Comme nous l'avons révélé ces dernières semaines (ici et ), Orange dispose d'une image de service public et d'un maillage important d'employés sur tout le territoire. Des atouts qui lui permettrait notamment de contrer les réseaux d'initiative publique (RIP) en fibre optique, qui concurrecent son réseau ADSL dans certaines zones rurales. Cela alors que le groupe affiche publiquement son soutien au plan France THD du gouvernement. Son service presse nous a d'ailleurs indiqué qu'« il n’y a aucune stratégie de dénigrement des RIP, ce n’est d’ailleurs ni dans notre intérêt ni dans notre stratégie... »

Selon plusieurs de nos interlocuteurs, Orange reprocherait aux collectivités de déployer de la fibre dans les campagnes trop tôt, alors que le groupe la déploie en parallèle dans les zones densément peuplées.
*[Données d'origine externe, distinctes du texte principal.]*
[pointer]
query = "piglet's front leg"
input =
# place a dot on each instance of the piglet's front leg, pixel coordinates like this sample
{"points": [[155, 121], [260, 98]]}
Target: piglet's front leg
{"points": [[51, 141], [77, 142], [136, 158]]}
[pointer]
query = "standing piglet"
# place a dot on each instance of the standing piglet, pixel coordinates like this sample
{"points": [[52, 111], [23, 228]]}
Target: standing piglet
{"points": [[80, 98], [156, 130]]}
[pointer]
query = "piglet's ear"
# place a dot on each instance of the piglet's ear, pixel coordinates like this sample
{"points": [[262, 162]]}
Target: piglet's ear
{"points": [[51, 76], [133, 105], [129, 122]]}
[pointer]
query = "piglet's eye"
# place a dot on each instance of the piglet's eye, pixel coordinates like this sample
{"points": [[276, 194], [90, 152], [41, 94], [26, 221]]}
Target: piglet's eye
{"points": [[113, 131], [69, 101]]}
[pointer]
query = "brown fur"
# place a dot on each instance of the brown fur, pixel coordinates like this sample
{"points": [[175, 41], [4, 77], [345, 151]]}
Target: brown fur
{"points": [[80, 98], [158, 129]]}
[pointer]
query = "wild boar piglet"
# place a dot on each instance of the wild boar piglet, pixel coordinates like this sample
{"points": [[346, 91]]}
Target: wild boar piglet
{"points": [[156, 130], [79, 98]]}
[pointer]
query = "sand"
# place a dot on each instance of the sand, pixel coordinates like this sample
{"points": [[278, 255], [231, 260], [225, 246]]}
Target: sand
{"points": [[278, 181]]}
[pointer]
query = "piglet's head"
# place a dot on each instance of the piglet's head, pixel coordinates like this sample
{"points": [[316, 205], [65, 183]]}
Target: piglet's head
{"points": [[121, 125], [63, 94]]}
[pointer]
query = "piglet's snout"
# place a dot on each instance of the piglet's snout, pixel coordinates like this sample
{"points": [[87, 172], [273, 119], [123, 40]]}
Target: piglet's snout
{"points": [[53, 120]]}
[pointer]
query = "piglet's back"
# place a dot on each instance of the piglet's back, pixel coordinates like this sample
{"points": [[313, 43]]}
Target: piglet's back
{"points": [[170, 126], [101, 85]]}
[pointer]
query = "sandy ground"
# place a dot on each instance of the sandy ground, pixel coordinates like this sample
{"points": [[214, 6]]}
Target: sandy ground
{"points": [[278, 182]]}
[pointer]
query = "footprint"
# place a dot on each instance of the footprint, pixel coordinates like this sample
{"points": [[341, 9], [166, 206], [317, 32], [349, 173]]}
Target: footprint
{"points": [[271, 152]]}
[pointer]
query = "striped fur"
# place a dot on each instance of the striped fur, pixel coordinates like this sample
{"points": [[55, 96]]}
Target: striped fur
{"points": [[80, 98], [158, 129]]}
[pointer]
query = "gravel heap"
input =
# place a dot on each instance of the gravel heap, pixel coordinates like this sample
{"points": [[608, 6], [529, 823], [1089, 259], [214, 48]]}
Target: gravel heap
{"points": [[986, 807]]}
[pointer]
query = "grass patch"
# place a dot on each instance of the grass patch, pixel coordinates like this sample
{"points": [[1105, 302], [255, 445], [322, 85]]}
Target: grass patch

De même, le choix de certaines collectivités de confier les étapes du projet (conception du réseau, construction et commercialisation) à plusieurs acteurs plutôt qu'à un seul serait vertement critiqué par l'opérateur historique, qui préfère lui gérer le réseau de bout en bout. 

Quelques jours après son arrivée, nous avons donc décidé d'interroger Cyril Luneau, afin de mieux cerner la stratégie du groupe et d'évoquer les accusations que portent ces collectivités.

Cyril Luneau

Qu’est-ce qui vous a amené de SFR chez Orange ?
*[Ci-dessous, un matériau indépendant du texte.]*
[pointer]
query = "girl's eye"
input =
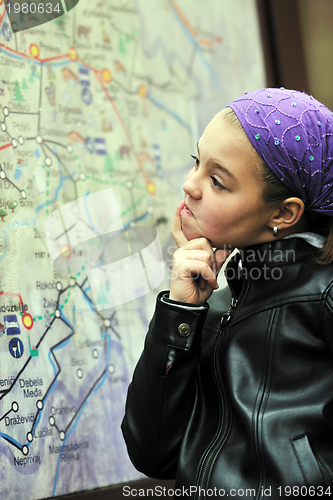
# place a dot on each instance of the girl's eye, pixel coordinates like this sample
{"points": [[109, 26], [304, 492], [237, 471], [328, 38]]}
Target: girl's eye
{"points": [[196, 161], [216, 183]]}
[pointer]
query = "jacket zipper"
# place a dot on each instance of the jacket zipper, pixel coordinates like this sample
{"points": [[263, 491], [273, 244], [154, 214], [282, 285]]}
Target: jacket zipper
{"points": [[225, 421]]}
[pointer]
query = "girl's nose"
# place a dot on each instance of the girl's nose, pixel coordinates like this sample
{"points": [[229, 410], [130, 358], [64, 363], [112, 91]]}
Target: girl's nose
{"points": [[192, 185]]}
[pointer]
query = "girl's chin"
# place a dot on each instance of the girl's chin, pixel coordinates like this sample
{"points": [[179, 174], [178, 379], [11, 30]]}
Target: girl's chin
{"points": [[189, 233]]}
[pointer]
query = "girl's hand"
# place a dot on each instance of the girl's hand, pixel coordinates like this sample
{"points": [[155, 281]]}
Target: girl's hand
{"points": [[195, 265]]}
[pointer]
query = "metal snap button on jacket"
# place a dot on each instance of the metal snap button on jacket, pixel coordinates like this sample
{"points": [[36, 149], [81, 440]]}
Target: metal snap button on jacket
{"points": [[184, 330]]}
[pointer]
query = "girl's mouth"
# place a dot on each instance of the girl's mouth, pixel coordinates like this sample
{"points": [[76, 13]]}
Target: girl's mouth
{"points": [[187, 211]]}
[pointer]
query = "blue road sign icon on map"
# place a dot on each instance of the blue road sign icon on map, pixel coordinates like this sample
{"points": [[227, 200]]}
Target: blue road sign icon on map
{"points": [[12, 326], [16, 348]]}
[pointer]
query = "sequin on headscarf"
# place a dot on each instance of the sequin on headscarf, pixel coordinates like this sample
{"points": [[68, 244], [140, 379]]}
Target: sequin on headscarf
{"points": [[293, 133]]}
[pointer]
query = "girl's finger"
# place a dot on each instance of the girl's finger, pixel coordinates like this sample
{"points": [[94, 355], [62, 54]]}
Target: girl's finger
{"points": [[220, 257], [176, 228]]}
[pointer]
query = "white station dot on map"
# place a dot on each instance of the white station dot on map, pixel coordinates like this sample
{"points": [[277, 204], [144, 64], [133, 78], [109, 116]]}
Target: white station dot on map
{"points": [[15, 406]]}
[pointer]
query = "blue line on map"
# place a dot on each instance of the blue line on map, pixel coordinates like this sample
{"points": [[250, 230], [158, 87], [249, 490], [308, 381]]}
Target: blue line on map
{"points": [[172, 113], [11, 439], [81, 412], [197, 46]]}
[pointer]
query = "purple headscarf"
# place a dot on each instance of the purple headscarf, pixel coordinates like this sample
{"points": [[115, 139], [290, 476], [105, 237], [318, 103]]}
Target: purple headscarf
{"points": [[293, 133]]}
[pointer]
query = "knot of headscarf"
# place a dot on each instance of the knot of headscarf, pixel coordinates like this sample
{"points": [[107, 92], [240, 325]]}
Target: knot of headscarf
{"points": [[293, 133]]}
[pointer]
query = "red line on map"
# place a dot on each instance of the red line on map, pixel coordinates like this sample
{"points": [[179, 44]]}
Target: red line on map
{"points": [[126, 132]]}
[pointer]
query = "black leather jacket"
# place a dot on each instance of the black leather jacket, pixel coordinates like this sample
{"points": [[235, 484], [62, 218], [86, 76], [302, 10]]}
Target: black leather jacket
{"points": [[243, 405]]}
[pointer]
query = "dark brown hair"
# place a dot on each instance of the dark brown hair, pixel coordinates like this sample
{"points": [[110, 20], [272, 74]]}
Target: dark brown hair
{"points": [[275, 191]]}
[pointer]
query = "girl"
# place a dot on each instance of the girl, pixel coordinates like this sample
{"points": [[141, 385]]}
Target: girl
{"points": [[234, 396]]}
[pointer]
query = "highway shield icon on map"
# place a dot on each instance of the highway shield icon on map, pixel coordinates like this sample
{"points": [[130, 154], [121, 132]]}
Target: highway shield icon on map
{"points": [[122, 263], [32, 13]]}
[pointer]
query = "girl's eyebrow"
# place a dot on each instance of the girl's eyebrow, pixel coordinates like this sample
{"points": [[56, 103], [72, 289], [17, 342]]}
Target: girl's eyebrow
{"points": [[217, 165]]}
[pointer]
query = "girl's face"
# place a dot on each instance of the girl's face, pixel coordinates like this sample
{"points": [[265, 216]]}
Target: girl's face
{"points": [[223, 191]]}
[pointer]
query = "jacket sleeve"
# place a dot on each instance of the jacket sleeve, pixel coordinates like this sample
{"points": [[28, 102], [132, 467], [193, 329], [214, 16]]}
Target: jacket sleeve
{"points": [[161, 395]]}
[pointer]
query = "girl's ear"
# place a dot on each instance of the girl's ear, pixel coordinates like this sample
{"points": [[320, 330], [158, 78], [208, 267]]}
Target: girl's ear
{"points": [[289, 213]]}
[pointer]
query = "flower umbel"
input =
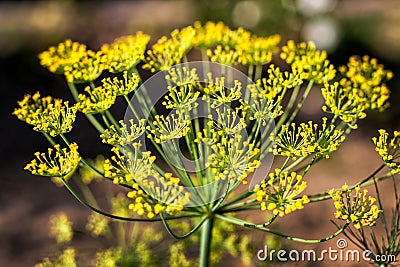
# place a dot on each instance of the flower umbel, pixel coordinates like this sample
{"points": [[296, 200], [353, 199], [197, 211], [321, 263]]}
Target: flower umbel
{"points": [[98, 100], [123, 135], [58, 164], [61, 228], [48, 115], [388, 150], [357, 209], [278, 193]]}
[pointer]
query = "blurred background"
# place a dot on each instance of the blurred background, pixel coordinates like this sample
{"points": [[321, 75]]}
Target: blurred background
{"points": [[343, 28]]}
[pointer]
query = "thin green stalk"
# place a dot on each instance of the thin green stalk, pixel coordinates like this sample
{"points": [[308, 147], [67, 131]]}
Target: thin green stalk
{"points": [[50, 139], [292, 100], [112, 119], [205, 241], [262, 228], [301, 102], [169, 230], [92, 119], [83, 202]]}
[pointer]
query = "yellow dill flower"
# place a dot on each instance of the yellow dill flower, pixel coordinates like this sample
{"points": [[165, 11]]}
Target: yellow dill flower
{"points": [[87, 69], [222, 93], [227, 122], [119, 205], [125, 52], [233, 38], [258, 50], [307, 139], [108, 258], [304, 58], [97, 224], [121, 87], [88, 175], [278, 193], [344, 102], [167, 128], [61, 163], [177, 256], [98, 100], [157, 194], [233, 159], [61, 228], [181, 84], [388, 150], [184, 36], [368, 78], [294, 141], [131, 166], [123, 136], [223, 55], [65, 54], [357, 209], [48, 115], [181, 98], [66, 258], [278, 80], [209, 34], [181, 76], [328, 139], [164, 54]]}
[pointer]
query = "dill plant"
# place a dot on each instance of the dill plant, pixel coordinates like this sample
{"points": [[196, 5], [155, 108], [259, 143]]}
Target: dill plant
{"points": [[230, 127]]}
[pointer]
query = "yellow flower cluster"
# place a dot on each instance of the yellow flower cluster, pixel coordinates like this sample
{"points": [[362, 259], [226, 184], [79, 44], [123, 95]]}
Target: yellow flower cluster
{"points": [[131, 166], [158, 194], [108, 258], [58, 164], [343, 102], [307, 139], [123, 136], [98, 100], [74, 60], [227, 122], [222, 45], [233, 159], [121, 87], [67, 258], [88, 175], [65, 54], [388, 150], [294, 142], [164, 54], [97, 224], [221, 91], [125, 52], [167, 128], [61, 228], [357, 209], [182, 95], [306, 59], [368, 78], [45, 114], [278, 193], [152, 193]]}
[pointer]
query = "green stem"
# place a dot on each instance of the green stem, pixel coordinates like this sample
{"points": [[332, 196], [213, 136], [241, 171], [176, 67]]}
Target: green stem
{"points": [[205, 241], [92, 119], [262, 228], [185, 235], [84, 203]]}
J’ai quitté Numericable-SFR il y a quelques semaines. Je souhaitais rejoindre le groupe Orange. C’est réellement une fierté d’y entrer. L’aménagement des territoires et les grands partenariats avec les collectivités sont des activités que j’aime exercer et dans lesquelles j’ai de l’expérience.

Quand vous étiez encore chez SFR que pensiez- vous de la force d’Orange en local ?
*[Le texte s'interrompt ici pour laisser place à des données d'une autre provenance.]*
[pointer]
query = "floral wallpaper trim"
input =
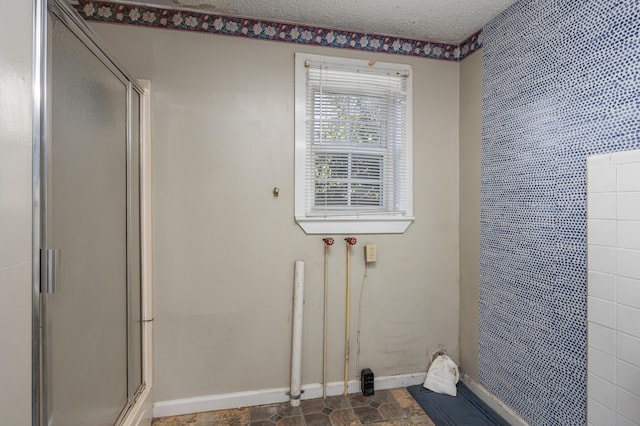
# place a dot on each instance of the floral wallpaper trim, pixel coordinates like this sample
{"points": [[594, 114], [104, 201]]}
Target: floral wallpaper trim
{"points": [[156, 17]]}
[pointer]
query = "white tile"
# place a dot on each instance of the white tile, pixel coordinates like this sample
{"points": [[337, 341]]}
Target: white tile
{"points": [[628, 234], [601, 205], [602, 338], [601, 232], [628, 377], [599, 415], [601, 364], [601, 259], [627, 404], [601, 179], [629, 177], [601, 312], [628, 263], [628, 320], [601, 391], [599, 160], [628, 206], [625, 157], [628, 292], [621, 421], [628, 348], [601, 285]]}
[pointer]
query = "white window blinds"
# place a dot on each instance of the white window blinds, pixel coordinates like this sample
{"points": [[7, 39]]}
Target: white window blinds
{"points": [[356, 138]]}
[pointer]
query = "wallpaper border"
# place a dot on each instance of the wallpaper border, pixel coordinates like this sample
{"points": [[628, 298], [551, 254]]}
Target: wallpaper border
{"points": [[185, 20]]}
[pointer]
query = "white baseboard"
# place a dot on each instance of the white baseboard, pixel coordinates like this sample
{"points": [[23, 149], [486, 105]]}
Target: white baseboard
{"points": [[493, 402], [198, 404]]}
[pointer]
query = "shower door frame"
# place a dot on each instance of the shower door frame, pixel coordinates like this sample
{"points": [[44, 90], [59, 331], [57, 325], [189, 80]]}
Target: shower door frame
{"points": [[139, 400]]}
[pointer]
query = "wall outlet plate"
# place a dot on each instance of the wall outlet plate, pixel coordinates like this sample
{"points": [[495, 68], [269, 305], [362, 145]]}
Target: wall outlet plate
{"points": [[370, 253]]}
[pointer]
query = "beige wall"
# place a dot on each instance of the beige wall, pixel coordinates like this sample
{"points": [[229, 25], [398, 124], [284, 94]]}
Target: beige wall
{"points": [[15, 214], [470, 154], [224, 247]]}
Le travail entre les collectivités et les différents opérateurs est assez récent. En effet, l’ensemble des activités des opérateurs, y compris en direction des collectivités, n’ont été construites que par rapport à l’ancien monopole d’Orange. Toutes les entités qui se sont construites l’ont été face à Orange, en prenant une part de ses responsabilités vis-à-vis des collectivités... Comme la gestion du réseau et des services fournis aux collectivités.

Comptez-vous continuer l’action entreprise par Bruno Janet ou en revoir les méthodes ?

L’activité de la direction des relations avec les collectivités locales groupe (DRCLG) est reconnue, très professionnelle et tire le groupe vers le haut dans ses relations avec les territoires. Cette entité est un modèle souvent copié, mais pas toujours égalé par les autres. Il n’y a pas de remise en cause, bien évidemment. Il y aura sûrement des évolutions, mais il s’agit pour l’instant de fournir une grande écoute à mes collaborateurs. Il est encore bien trop tôt pour répondre à cette question.

Quelles différences entre l’approche de SFR et celle d’Orange ?

Chez SFR on a commencé par écouter les collectivités. Le but était de professionnaliser la relation avec les élus. L’étalon étant Orange, il fallait bien comprendre ce que faisait la référence dans le domaine. Dans un premier temps, on a essayé de comprendre notre métier, en courant plutôt qu’en marchant, parce que les choses vont très vite.

Donc le cœur de la stratégie est d’avoir des professionnels dédiés sur le terrain.

Oui, parce que nous ne sommes pas là pour faire un coup, nous sommes là pour durer. Pour être un acteur fiable comme Orange, il n’y a pas de haut fait d’arme mais une continuité, une présence aux côtés des collectivités. Qu’il y ait des hauts ou des bas, nous sommes toujours là.

On peut ne pas être d’accord avec une collectivité et son axe de développement, mais ce n’est pas pour autant que nous ne sommes pas  présents sur les autres sujets ou que nous ne sommes pas capables de nous retrouver à un moment donné. L’un des buts est d’expliquer de la manière la plus claire possible aux collectivités et à nos interlocuteurs, quand ils peuvent trouver Orange, quand ce sera plus compliqué et quand Orange ne pourra pas les accompagner, parce que cela va à l’encontre des intérêts du groupe.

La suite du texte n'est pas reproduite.